In this aspect, the Court’s decision goes a step further, by establishing objective criteria to separate those who consume the drug from those who sell it. But the “patch” to the 2006 mistake is insufficient to resolve the effects of the current drug policy, both those of the past, which filled our prisons, and those of the future. Just remember that, in the new decision, Cannabis remains a prohibited substance, so its possession for personal consumption (within established limits) no longer constitutes a crime, but is still considered illicit, that is, subject to administrative punishments.

The understanding reached by the Court is valid until the National Congress legislates on the matter. And here other problems begin, as the Senate approved, in April, the so-called Bill on Drugs Bill (“PEC das Drogas”), which goes in the opposite direction of improving legislation. Instead of objective criteria and informed debate, pure and simple criminal punitivism was opted for, including the possession of any quantity of drugs as a crime in the Constitution.

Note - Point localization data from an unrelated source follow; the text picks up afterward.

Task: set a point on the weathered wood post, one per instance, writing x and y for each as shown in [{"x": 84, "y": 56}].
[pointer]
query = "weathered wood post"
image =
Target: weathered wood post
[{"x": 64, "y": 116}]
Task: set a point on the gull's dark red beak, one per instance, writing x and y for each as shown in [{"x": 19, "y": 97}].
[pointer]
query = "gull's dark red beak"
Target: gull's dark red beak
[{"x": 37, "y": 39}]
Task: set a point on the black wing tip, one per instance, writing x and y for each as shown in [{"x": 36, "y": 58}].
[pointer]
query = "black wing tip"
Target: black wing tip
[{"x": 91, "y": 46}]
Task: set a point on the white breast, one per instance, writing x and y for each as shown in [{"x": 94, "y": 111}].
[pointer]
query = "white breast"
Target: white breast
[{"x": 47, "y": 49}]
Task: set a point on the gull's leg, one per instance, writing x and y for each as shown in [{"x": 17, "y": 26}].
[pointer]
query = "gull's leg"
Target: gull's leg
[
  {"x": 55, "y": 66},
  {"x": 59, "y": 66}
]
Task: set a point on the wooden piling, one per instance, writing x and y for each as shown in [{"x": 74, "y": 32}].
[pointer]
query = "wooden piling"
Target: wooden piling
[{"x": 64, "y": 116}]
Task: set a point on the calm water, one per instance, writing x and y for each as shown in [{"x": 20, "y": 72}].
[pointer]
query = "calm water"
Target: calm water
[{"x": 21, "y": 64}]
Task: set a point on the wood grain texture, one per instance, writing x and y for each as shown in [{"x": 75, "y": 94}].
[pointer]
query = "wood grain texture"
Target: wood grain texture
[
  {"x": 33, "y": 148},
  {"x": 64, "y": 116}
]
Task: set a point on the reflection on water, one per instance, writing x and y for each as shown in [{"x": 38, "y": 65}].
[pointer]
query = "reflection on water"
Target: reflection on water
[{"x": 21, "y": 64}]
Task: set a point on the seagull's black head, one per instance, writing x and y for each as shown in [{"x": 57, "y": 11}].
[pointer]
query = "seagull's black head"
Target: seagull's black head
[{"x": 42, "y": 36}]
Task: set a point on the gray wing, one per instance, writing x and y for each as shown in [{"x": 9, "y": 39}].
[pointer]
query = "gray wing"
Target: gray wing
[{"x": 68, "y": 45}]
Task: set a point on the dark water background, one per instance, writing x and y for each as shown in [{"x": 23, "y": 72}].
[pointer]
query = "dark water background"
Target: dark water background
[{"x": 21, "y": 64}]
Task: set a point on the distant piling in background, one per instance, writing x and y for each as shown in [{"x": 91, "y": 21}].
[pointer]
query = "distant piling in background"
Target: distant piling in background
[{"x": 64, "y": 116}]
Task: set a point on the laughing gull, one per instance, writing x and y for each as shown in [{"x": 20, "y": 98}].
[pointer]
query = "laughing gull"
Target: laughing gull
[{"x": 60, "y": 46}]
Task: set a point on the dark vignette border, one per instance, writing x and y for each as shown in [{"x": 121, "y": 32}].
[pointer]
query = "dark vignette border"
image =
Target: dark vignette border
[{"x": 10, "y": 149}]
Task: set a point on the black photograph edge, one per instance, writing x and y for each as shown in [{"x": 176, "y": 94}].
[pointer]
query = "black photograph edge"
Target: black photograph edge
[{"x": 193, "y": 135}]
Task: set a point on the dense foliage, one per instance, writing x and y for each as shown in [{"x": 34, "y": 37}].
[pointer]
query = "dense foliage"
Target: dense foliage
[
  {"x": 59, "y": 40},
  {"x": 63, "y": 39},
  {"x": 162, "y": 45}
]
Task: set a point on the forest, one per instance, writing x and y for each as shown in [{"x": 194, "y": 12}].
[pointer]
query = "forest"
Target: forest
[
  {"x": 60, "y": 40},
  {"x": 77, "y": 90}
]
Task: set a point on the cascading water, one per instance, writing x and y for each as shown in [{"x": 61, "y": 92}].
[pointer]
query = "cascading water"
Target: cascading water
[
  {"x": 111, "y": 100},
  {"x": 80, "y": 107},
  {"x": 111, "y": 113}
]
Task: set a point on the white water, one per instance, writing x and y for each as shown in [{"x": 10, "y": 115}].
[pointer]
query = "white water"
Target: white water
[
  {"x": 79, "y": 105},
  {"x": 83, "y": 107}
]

The project now goes to the Chamber of Deputies, where this regressive perspective has also prevailed.

For Larissa Itri, legal consultant at the Humanitas360 Institute, “there has been a deliberate hermeneutical blindness in both Congress and the Supreme Court, since there are countless scientific studies demonstrating that mere decriminalization does not solve the problems arising from drug policy. By maintaining the prohibition of the substance, users are removed from multidisciplinary public treatment and the monopoly of drug trafficking is encouraged by organized crime. Although the STF has moved towards a proposed ‘solution’, it is still ineffective given the current drug policy scenario.”

Committed to defending resocialization policies for people arrested and released from the prison system in Brazil, the Humanitas360 Institute seeks to promote a frank and open discussion regarding drug policy in Brazil and its consequences, in addition to engaging in the debate regarding the medicinal and industrial uses of Cannabis. This year, we supported and were present at the public hearings promoted by the Working Group on Drug Policy and Incarceration, led by the president of H360, Patrícia Villela Marino, within the National Council for Criminal and Penitentiary Policy. The meetings, held in Brasília and São Paulo, brought together jurists, researchers, legal professionals and representatives of civil society to debate the direction of Brazilian legislation, always based on recent studies.